Environment, Science, Technology and Innovation Minister Mahama Ayariga has justified the inclusion of exemption clauses in the Right to Information Bill.
Fears of possible abuse of the 10 exemption clauses, which include information relating to the Offices of the President, Vice President and Cabinet, led parliament to postpone the debate on the bill Thursday May 19.
According to the Bawku Central lawmaker, there is a need to ensure confidentiality of the advisors at the presidency and the information they give out to avoid victimisation.
“Any document, any information [which] is prepared for the president or vice president, which is in the nature of recommendation, advice etc., third parties cannot, under this act, request for that information. The idea is that the person preparing the information and giving an opinion has to be protected otherwise nobody will give an honest opinion because you are afraid that it will be known that you said it,” he told Class News’ parliamentary correspondent, Ekow Annan.
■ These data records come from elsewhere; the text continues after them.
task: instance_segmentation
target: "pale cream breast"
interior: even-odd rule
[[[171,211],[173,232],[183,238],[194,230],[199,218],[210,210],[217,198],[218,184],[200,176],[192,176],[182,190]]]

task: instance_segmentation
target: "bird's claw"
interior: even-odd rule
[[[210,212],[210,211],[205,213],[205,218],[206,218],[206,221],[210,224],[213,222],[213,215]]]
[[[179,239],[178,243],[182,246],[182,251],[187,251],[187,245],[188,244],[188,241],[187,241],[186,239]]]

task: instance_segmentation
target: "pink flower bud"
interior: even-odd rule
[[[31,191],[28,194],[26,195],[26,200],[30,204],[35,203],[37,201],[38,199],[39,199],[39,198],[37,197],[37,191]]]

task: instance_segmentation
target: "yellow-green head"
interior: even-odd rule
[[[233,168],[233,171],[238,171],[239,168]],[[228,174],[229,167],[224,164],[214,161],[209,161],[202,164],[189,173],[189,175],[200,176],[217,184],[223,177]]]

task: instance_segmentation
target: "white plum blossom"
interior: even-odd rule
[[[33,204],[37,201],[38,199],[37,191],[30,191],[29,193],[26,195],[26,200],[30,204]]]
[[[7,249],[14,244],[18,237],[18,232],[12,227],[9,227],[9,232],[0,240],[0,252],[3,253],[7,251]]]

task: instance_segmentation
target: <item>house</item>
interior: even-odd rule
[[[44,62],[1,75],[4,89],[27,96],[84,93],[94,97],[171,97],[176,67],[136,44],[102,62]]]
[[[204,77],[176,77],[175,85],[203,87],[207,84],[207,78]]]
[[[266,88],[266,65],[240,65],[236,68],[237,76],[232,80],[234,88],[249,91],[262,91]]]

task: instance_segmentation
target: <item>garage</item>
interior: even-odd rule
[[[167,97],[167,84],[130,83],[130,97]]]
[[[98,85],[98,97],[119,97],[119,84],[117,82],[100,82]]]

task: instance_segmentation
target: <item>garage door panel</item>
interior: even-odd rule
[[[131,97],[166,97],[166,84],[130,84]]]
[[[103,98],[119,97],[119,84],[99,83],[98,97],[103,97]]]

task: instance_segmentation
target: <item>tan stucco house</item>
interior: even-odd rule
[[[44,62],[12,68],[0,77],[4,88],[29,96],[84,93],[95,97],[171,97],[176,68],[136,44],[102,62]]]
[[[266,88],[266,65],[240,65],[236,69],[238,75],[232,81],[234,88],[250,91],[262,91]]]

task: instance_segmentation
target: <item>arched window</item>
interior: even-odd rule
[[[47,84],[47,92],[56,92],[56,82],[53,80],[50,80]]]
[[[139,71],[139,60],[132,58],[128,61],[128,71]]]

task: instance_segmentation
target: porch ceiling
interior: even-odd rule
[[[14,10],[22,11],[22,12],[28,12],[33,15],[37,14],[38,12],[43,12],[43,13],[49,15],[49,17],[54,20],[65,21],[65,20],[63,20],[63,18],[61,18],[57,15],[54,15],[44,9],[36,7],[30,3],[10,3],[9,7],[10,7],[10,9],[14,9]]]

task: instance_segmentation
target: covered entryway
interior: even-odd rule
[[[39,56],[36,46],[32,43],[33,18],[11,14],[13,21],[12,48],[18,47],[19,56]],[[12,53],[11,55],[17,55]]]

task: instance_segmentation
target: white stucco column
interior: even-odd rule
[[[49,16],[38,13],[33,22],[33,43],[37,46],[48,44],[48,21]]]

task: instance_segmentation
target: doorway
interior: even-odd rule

Meanwhile, Deputy Attorney General Dr Dominic Ayine is positive the bill will be passed before Parliament adjourns in July.
“This bill was first mooted by the then opposition New Patriotic Party in 2008 and the bill has gone through so many parliaments [and], so, many sessions of parliament and now we are determined as a house to enact the bill. …Hopefully we will pass it before the rise of parliament in July. The speaker made it very clear that he is determined to give us the opportunity to pass this bill and he is the one presiding, he is the leader of the house, and if that is his determination he is whipping all of us into line,” Dr Ayine said.